Gerald Ridsdale: portrait of a monster as a forgetful old man

AUSTRALIA
The Age

May 27, 2015

Tony Wright
National affairs editor of The Age

He doesn’t look like a monster, this old man peering through spectacles, bald but for a few wisps of greyed hair above his ears.

Looks deceive. It’s all in the perspective.

He was a monster, sure enough, to little boys awed by this man in the robes of a priest who offered himself as a friend and molested them, again and again. Boys who, according to senior counsel, afterwards couldn’t bear anyone touching them or their fathers coming near.

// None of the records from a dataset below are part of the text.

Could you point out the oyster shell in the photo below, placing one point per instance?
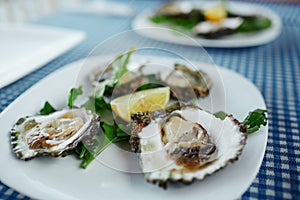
(52, 134)
(186, 145)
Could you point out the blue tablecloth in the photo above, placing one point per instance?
(274, 69)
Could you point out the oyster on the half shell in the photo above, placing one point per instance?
(185, 145)
(52, 134)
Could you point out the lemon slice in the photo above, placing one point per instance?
(146, 100)
(215, 13)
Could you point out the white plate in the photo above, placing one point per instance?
(24, 48)
(61, 178)
(142, 25)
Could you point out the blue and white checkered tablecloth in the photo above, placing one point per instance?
(274, 68)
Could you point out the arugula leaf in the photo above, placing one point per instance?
(119, 65)
(221, 115)
(74, 93)
(255, 23)
(119, 68)
(110, 132)
(187, 21)
(47, 109)
(253, 121)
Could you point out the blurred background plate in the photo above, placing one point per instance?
(142, 22)
(24, 48)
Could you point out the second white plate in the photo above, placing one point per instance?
(143, 26)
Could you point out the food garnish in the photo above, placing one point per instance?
(212, 23)
(186, 143)
(141, 101)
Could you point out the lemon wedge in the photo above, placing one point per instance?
(215, 13)
(142, 101)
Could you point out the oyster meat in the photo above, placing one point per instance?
(52, 134)
(185, 145)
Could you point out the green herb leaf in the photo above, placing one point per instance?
(185, 21)
(74, 93)
(119, 65)
(255, 23)
(255, 119)
(47, 109)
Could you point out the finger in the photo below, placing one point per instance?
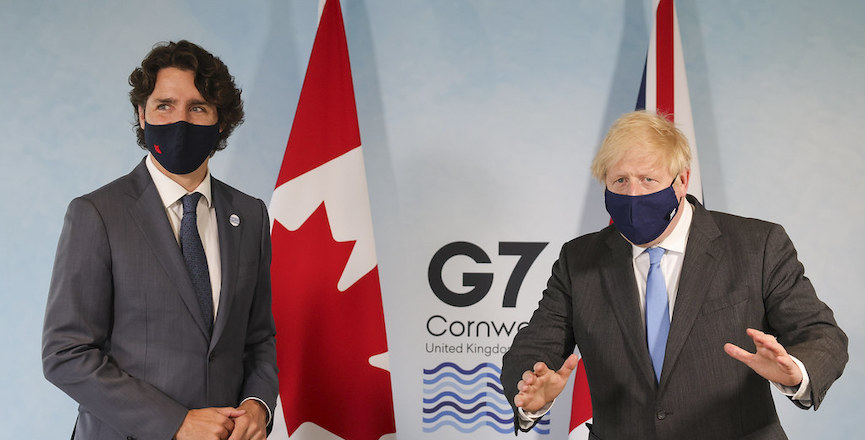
(568, 366)
(521, 386)
(540, 369)
(519, 400)
(738, 353)
(231, 412)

The child in a Ballarat primary school showing the priest his toys, only to find a hand shoved down his pants. The bedwetter in an English boarding school, the Australian priest as housemaster bathing him and putting him into fresh pyjamas and taking him into his bed. The boys welcomed to the country house of the parish priest to play pool, and who accepted holiday invitations to his underground dug-out in the NSW opal-mining town of White Cliffs, only to discover themselves trapped.

No one knows how many children Gerald Ridsdale molested from the 1950s when he was a seminarian in Werribee and on through the decades of his priesthood as he was moved from parish to parish around Victoria’s western district for several decades.

He did not even inform his god, apparently, at least through the normal priestly channels – he left his child-abusing out of his religious confessions, he says, and never told his monstrous secret to anyone until the game was up. When the game finally was up, he was convicted of abusing scores of children.